Please refer to yesterday's post. Go ahead. I'll wait for you.
_______________________________
Okay, now.
Cost to keep a person locked up in Texas: $140 per day or $51,100 per year.
Ready for this?
Cost of one month of mental health care via Medicaid per patient: $145 per month or $1,740 per year.
Anyone out there see any clue as to why we have a few problems in the Great State of Texas?
Anyone, just anyone at all awake in Austin?
Hello, down there?
Any preacher gotta sermon to preach?
Any voter a letter to write?
Any business owner a call to make?
Any neighborhood association a trip to organize?
Come on, people, let me hear it for some better thinking!
How on earth did we get here?
Long way from "thy will be done on earth as it is in heaven."
7 comments:
Wake up Larry, I'll wait for you while you check out "RJCTexas.org"
(Restorative Justice Community of Texas)
Join the thousands involved in this important work.
chris, much of this work would not be needed if we did the right thing by our citizens who are ill before the fact of complete breakdown and addiction. Charity always responds/reacts, justice prevents.
I think someday we'll look back on our system of locking people away when treatment would be far more useful and effective and shake our heads, as we do now at medieval dungeons/torture.
Larry, I appreciate your willingness to think differently than the status quo. It's refreshing.
Chris, do you have a blog? I think it would be really entertaining to read.
If Texas is wrong can you point to a state that is right?

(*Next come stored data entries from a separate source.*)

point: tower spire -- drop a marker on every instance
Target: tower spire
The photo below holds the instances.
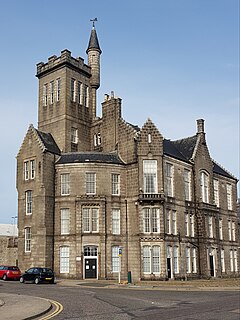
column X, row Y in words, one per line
column 93, row 41
column 93, row 51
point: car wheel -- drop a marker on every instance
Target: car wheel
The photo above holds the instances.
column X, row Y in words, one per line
column 36, row 281
column 21, row 280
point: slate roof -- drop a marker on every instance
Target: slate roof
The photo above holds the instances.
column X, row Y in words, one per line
column 219, row 170
column 49, row 142
column 186, row 146
column 183, row 149
column 92, row 157
column 170, row 149
column 9, row 230
column 135, row 127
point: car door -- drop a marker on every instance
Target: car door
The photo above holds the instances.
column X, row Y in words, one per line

Vermont? Utah? Sweden?
c hand, try Arizona--certainly no Massachusetts or Sweden. Their prison reform was prompted by initiative and referrendum and is saving the state loads of capital. Forget the human side, just focus on cost benefit analysis. It turns out that doing the right thing is also usually the smart thing. I'm not sure about their mental health services, but couldn't be worse than Texas.
Another great blog from the Alinsky manual Mr James.
Alinsky's revolution promised that by changing the structure of society's institutions, it would rid
the world of such vices as socio-pathology and criminality. Arguing that these vices were caused
not by personal character flaws but rather by external societal influences, Alinsky's worldview
was thoroughly steeped in the socialist left's collectivist, class-based doctrine of economic
determinism. "The radical's affection for people is not lessened," said Alinsky, "… when masses of them demonstrate a capacity for brutality, selfishness, hate, greed, avarice, and disloyalty. It is not the people who must be judged but the circumstances that made them that way." Chief among these circumstances, he said, were "the larcenous pressures of a materialistic society."